By: Kaitlyn McKay, Columnist
In “Nightcrawler,” Lou Bloom (Jake Gyllenhaal), a driven, but unsettling man searching for a job, discovers a new interest in filming crime scenes and selling the footage to local news stations as a freelance cameraman. After being encouraged to continue his work by his buyer, morning news director Nina Romina (Rene Russo), each crime scene Lou visits becomes more and more exploited. Eventually it becomes clear to the viewer that Lou, and the news station that accepts his footage, are morally and ethically corrupt.
In the first ten minutes, the audience knows exactly what kind of person Lou is: a thief, liar and possibly be a sociopath. “Nightcrawler” is the type of film where everything revolves around its protagonist and everyone else is a means to an end for the protagonist to achieve his goal and Jake Gyllenhaal is creepy and unnerving as Lou.
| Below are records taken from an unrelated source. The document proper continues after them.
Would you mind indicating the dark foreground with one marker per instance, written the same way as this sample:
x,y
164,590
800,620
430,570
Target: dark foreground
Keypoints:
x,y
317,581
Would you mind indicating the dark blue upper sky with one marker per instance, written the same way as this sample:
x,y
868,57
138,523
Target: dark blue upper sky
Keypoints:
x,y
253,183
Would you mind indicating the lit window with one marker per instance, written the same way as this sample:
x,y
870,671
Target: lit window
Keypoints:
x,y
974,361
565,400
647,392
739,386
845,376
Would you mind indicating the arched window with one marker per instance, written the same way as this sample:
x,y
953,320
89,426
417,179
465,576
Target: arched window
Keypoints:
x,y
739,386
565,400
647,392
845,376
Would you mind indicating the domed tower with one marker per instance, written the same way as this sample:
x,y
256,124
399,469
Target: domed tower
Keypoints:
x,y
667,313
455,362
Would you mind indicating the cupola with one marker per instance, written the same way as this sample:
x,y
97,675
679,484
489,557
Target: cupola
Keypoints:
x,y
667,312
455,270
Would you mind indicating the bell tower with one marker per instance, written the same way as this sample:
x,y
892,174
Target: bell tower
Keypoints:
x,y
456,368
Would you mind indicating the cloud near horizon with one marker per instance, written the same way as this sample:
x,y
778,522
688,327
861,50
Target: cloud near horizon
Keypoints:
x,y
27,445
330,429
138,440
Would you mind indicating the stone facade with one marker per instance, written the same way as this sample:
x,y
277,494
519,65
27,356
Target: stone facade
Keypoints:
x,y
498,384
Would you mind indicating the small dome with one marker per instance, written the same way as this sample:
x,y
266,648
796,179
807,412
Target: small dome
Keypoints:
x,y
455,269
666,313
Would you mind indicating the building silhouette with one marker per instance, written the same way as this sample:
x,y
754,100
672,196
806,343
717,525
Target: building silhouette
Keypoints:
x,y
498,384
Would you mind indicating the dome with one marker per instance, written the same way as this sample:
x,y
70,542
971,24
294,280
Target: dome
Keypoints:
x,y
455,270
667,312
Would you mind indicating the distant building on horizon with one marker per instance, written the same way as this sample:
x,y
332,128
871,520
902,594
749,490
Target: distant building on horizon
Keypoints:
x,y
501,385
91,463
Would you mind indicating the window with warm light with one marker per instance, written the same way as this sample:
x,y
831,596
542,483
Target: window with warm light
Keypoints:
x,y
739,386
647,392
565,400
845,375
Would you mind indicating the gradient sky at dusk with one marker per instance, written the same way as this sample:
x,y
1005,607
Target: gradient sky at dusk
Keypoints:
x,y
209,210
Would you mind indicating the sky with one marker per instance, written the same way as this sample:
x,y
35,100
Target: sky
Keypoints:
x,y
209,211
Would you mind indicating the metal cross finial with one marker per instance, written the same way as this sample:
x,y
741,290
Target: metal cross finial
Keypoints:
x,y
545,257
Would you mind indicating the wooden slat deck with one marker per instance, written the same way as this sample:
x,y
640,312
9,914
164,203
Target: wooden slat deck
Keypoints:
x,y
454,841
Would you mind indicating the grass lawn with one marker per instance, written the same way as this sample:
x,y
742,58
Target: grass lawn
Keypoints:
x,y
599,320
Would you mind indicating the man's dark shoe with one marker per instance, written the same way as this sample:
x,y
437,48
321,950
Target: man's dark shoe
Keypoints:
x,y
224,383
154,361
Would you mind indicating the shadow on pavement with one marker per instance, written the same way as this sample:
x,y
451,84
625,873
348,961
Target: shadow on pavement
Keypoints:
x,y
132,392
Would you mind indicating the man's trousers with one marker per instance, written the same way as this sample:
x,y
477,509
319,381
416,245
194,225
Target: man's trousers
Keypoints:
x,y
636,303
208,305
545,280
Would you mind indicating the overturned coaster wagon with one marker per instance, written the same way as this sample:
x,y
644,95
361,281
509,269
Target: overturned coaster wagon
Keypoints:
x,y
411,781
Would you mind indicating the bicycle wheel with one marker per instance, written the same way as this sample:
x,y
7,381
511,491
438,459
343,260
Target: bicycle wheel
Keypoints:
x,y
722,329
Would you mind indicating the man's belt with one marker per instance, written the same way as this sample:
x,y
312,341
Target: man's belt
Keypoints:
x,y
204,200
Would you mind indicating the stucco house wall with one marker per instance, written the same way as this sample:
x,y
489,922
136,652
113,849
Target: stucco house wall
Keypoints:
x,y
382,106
As the film goes on, the news gets more and more corrupt and the local news station shows graphic footage like people being recovered from car crashes. By the end of the film, Lou even manages to get to a home invasion crime scene before the police and films the dead bodies. It’s fascinating to watch how far Lou will go to get the “best” footage to sell at the highest price.
However, the film does show some signs of being a directorial debut as it is screenwriter Dan Gilroy’s first. With some directing-related awkwardness in a few scenes, and an unnecessary “romance” between Lou and Nina that doesn’t add anything to the film, there is room for improvement.
“Nightcrawler” can be interpreted as a dark satire of the news, as Nina is genuinely impressed at when Lou shows her his latest, gruesome footage at the end of the film. At two-hours, “Nightcrawler” is a slow, gradual build-up that does pay off at the end, but some may not find the ending satisfying.